6 Data Analysis

6.1 Building a Spatial Index

We will build a spatial index for our new BaseData object. A spatial index enables analyses using this BaseData to run faster (though beware that some user-defined spatial conditions will not work with a spatial index). Note that an index can be deleted/rebuilt at any time, and these changes affect only subsequent analyses, not those that preceded any change.

Select Build Spatial Index from the Analyses menu option:

For most purposes, accept the index sizes suggested by the system (see Using the Spatial Index for additional details on setting optimal index sizes).

Click OK to build the spatial index. A pop-up dialog notifies you that the index has been built (OK).

6.2 Running a Cluster Analysis

Once you have imported or opened a BaseData object, you can run cluster analyses to identify clusters in this data.

Biodiverse supports agglomerative clustering of the groups based on their labels, or some function of their labels such as the values of a linked matrix or tree.

We will run a cluster analysis on the BaseData imported earlier ‘Example_new_basedata’ (see Importing data). If My_new_basedata is not loaded, but you have saved it, open this file now by clicking on ‘Open’ from the Basedata menu and navigating to the location of your bds file.

To run a cluster analysis on the currently selected BaseData object, select Cluster from the Analyses menu:

The cluster analysis tab opens. It has three main sections where you can set options:

The upper section (Parameters) determines the parameters used in the clustering to generate a tree. This includes options to control the cluster tie-breaker algorithm.
There are check-boxes in the middle section that can be toggled to alter how the cluster analysis runs, e.g. by controlling aspects like process performance (e.g. memory usage), the automatic export of results, etc.
The lower (Spatial calculations to run for each cluster node) determines what subsequent calculations will be run for each node in this tree, using the groups it contains to define the spatial sample. This allows you to, for example, calculate the phylogenetic diversity of the regions defined by each cluster node.

6.2.1 Setting cluster analysis parameters

For the purposes of this guide, accept the default name for the cluster analyses (see diagram above) and also the default metric ‘SORENSON’ (the set of indices that can be used as the clustering metric is denoted by a column in the Indices list). We will also accept the default linkage of ‘link_average’, which calculates the dissimilarity of each newly created group with all other groups as the average value of the groups merged to form it, weighted by the number of terminal nodes they each include. In this way a merger between node A with 10 terminal nodes and node B with 1 terminal node will not be biased towards the labels in node B (see the Cluster parameters section of the Sample Session for details of the additional linkage functions that are available).

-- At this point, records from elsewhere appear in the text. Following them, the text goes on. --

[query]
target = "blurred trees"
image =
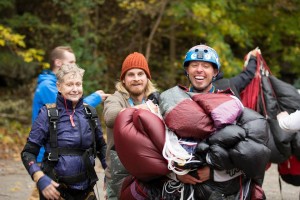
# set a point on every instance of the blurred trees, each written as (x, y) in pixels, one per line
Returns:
(103, 33)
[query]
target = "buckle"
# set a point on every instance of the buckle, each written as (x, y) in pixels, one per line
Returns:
(51, 159)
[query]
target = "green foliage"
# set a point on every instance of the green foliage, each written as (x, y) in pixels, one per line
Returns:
(103, 33)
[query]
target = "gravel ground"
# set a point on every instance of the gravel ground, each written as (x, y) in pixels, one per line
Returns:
(15, 183)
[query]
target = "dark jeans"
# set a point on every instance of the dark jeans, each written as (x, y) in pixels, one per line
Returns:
(71, 194)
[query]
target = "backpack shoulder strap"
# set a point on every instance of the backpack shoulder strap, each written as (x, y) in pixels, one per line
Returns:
(92, 116)
(53, 118)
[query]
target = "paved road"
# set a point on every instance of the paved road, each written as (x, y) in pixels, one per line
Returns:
(15, 184)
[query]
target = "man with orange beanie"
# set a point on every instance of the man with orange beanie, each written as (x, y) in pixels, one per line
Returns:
(133, 90)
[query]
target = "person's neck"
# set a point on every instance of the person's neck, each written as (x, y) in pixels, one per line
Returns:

The spatial conditions can be used to control which Groups are considered candidates to be clustered together. The default condition in the ‘Spatial conditions set 1’ text box provided by the system is ‘sp_select_all()’. This condition selects every group and is an appropriate condition to use for unconstrained clustering. If you wish to use a different spatial condition, for example to first cluster within geographic regions, then refer to Spatial Conditions for further details. The definition query serves a similar purpose, except that it can be used to restrict the clustering to only a subset of groups. For example you might have a data set for Europe but only want to cluster cells in regions above a specified elevation value. The Spatial Analysis section in this document has some more details about spatial conditions and definition queries.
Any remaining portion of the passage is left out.